The interest in using pre-diagnostic data for the early detection of disease outbreaks, has evolved in interesting ways in the last 10 years. In the early 2000s, I was involved in an effort to explore the potential of non-traditional data sources, such as over-the-counter pharmacy sales and web searches on medical websites, which might give earlier signs of a disease outbreak than confirmed diagnostic data (lab tests, doctor diagnoses, etc.). The pre-diagnostic data sources that we looked at were not only expected to have an earlier footprint of the outbreak compared to traditional diagnostic data, but they were also collected at higher frequency (typically daily) compared to the weekly or even less frequent diagnostic data, and were made available with much less lag time. The general conclusion was that there indeed was potential in improving the detection time using such data (and for that we investigated and developed adequate data analytic methods). Evaluation was based on simulating outbreak footprints, which is a challenge in itself (what does a flu outbreak look like in pharmacy sales?), and on examining past data with known outbreaks (where there is often no consensus on the outbreak start date) -- for papers on these issues see here.

A few years ago, Google came out with Google Flu Trends, which monitors web searches for terms that are related to flu, with the underlying assumption that people (or their relatives/friends, etc.) who are experiencing flu-like symptoms would be searching for related terms on the web.

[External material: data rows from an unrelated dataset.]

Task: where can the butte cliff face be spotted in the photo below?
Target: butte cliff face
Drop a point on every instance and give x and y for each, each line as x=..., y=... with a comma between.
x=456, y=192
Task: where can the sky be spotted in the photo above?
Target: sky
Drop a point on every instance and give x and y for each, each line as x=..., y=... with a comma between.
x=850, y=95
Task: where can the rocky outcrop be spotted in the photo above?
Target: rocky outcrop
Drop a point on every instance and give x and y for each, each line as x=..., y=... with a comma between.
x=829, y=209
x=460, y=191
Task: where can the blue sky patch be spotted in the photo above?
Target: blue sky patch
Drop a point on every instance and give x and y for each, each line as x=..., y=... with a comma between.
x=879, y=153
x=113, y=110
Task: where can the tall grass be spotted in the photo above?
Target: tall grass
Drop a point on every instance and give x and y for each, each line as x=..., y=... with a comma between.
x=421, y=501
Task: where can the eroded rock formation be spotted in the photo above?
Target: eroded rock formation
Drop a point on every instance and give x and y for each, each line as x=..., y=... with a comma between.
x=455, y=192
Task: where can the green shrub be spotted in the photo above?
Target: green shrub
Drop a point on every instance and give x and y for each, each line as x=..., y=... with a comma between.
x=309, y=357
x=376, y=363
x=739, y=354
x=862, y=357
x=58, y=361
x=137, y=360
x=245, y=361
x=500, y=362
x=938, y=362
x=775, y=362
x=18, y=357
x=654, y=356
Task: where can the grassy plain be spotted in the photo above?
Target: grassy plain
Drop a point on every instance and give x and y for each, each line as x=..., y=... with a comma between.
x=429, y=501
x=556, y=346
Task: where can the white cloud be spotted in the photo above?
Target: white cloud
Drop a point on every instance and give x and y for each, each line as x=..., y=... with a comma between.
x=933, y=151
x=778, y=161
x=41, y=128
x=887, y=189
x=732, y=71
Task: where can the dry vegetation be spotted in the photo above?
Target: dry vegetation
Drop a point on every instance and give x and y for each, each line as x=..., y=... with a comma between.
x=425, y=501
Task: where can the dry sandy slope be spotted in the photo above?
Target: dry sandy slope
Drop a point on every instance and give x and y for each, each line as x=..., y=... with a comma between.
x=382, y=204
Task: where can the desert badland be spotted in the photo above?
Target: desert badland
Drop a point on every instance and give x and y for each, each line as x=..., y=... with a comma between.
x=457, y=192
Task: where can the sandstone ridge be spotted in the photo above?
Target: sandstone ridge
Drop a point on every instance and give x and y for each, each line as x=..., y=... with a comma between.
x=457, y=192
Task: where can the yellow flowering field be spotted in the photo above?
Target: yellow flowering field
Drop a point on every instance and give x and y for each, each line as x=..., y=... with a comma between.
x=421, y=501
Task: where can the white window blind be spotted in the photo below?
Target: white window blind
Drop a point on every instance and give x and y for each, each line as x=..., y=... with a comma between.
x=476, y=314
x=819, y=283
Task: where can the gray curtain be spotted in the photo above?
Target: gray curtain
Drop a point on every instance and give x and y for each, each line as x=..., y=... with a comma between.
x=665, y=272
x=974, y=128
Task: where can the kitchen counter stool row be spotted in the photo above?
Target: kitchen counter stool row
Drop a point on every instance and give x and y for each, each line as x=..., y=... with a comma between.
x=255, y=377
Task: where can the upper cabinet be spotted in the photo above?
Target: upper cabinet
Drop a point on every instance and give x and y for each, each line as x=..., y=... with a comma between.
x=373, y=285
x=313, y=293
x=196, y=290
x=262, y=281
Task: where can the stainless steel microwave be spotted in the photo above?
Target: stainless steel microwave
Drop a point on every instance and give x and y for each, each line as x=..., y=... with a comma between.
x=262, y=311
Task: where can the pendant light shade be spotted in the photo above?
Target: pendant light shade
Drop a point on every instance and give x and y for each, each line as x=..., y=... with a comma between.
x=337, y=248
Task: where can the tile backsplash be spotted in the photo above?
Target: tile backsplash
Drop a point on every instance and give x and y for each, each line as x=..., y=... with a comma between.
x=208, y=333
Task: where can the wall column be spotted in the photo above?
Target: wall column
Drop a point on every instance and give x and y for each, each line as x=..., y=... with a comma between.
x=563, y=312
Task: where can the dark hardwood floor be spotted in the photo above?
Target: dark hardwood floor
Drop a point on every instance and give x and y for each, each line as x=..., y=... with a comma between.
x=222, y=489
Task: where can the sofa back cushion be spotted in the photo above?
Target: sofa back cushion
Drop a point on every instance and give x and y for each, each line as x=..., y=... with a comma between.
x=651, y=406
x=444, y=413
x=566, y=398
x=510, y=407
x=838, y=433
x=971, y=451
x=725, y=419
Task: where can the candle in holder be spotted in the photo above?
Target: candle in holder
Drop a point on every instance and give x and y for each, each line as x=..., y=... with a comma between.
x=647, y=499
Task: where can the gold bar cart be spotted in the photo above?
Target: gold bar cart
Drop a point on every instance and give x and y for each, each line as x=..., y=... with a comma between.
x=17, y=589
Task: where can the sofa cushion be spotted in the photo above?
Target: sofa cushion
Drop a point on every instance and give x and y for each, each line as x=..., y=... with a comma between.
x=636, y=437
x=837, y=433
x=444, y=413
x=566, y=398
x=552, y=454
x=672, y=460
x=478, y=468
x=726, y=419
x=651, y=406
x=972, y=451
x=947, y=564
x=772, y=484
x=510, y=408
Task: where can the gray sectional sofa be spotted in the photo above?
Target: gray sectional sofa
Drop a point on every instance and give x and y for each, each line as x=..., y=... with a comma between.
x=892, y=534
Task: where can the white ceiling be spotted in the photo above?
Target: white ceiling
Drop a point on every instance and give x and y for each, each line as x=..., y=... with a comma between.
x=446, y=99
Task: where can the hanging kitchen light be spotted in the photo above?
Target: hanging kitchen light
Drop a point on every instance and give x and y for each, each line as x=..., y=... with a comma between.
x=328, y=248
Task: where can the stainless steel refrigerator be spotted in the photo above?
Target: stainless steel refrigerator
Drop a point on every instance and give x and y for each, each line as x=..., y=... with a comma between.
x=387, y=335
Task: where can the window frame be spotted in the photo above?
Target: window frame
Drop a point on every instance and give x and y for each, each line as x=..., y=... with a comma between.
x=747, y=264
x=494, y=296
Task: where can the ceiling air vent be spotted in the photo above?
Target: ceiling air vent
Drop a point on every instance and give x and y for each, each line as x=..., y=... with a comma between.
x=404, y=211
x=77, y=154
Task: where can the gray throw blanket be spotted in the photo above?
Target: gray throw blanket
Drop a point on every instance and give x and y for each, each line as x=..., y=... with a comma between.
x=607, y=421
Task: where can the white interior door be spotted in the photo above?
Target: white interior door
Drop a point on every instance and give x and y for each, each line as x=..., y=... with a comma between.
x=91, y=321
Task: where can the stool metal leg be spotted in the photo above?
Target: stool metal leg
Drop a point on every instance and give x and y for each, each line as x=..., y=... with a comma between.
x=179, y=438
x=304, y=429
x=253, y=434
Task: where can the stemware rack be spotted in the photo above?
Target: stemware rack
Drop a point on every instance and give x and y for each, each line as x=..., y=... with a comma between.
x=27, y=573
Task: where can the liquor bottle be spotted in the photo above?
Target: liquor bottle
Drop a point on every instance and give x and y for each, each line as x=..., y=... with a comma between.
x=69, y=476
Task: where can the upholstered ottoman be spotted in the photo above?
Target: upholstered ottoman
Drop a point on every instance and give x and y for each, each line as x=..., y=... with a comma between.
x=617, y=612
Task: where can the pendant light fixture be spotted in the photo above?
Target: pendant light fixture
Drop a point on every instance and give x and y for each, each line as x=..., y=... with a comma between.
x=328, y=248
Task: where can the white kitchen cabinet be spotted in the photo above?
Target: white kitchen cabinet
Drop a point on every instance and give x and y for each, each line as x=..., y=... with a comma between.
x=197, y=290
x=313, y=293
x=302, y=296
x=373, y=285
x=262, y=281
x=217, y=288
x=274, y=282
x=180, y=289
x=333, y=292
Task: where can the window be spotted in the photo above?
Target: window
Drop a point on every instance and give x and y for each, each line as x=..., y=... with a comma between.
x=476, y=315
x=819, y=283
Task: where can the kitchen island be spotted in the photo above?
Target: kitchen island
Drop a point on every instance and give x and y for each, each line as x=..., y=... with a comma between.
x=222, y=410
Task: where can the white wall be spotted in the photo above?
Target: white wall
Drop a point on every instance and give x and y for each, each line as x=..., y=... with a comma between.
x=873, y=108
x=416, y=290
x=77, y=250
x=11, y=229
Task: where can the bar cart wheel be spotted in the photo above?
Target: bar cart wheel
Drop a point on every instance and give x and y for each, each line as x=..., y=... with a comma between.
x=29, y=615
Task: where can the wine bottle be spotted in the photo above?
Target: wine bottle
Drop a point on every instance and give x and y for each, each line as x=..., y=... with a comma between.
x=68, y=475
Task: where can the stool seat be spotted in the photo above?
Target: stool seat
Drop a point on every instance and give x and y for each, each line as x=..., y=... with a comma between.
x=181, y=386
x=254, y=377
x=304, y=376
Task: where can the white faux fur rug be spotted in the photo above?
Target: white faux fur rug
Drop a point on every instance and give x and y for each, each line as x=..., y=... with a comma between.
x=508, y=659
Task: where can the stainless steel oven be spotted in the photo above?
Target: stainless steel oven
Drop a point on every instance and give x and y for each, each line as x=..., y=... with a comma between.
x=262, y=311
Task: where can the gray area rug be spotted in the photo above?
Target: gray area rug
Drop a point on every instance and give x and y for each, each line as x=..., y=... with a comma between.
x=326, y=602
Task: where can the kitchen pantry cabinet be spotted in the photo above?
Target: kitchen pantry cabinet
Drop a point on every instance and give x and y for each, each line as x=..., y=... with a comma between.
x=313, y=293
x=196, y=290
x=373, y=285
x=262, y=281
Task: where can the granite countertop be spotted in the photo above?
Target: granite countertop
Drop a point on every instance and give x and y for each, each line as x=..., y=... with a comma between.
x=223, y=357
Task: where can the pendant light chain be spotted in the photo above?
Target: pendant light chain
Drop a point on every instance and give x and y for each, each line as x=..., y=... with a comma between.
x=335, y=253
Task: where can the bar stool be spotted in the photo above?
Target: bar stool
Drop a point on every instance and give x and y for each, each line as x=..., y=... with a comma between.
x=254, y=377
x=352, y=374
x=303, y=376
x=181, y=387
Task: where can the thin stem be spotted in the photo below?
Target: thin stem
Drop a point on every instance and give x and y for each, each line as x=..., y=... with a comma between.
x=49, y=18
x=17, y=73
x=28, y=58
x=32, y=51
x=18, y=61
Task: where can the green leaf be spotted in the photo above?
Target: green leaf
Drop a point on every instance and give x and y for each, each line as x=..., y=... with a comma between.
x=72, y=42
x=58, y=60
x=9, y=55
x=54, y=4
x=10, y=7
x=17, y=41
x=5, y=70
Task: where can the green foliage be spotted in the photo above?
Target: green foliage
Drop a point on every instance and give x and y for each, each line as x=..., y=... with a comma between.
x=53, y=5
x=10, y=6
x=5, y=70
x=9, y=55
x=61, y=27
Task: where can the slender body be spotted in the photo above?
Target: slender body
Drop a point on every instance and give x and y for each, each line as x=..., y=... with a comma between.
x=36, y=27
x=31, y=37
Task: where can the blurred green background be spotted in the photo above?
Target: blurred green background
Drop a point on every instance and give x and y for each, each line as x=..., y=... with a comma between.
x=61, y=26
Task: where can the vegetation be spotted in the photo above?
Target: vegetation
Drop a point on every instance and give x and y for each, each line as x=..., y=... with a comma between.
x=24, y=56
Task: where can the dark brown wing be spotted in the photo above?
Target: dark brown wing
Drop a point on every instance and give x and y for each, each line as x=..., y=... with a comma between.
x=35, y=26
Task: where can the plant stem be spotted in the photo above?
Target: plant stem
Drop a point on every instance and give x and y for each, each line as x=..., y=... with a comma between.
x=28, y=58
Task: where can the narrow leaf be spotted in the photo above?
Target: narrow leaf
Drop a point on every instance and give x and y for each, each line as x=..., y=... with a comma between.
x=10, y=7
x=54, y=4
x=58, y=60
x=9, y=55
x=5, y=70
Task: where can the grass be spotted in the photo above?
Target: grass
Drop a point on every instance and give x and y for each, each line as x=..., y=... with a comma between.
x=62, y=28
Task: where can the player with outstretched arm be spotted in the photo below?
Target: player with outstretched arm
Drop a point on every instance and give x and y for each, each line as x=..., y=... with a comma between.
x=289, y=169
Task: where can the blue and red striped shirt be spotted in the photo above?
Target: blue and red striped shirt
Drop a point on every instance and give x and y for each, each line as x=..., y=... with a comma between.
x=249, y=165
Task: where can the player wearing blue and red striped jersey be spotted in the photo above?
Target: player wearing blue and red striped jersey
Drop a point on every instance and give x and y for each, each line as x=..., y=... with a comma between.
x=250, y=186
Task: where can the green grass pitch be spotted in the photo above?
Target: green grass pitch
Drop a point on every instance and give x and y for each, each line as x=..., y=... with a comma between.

Google compared their performance to the weekly diagnostic data by the Centers for Disease Control and Prevention (CDC). In a joint paper between a Google and CDC researchers, they claimed:
we can accurately estimate the current level of weekly influenza activity in each region of the United States, with a reporting lag of about one day. (also published in Nature)
Blue= Google flu estimate; Orange=CDC data. From google.org/flutrends/about/how.html

What can you do if you have an early alert of a disease outbreak? the information can be used for stockpiling medicines, vaccination plans, providing public awareness, preparing hospitals, and more. Now comes the interesting part: recently, there has been criticism of the Google Flu Trends claims, saying that "while Google Flu Trends is highly correlated with rates of [Influenza-like illness], it has a lower correlation with actual influenza tests positive". In other words, Google detects not a flu outbreak, but rather a perception of flu. Does this means that Google Flu Trends is useless? Absolutely not. It just means that the goal and the analysis results must be aligned more carefully. As the Popular Mechanics blog writes:
Google Flu Trends might, however, provide some unique advantages precisely because it is broad and behavior-based. It could help keep track of public fears over an epidemic 
Aligning the question of interest with the data (and analysis method) is related to what Ron Kenett and I call "Information Quality", or "the potential of a dataset to answer a question of interest using a given data analysis method". In the early disease detection problem, the lesson is that diagnostic and pre-diagnostic data should not just be considered two different data sets (monitored perhaps with different statistical methods), but they also differ fundamentally in terms of the questions they can answer.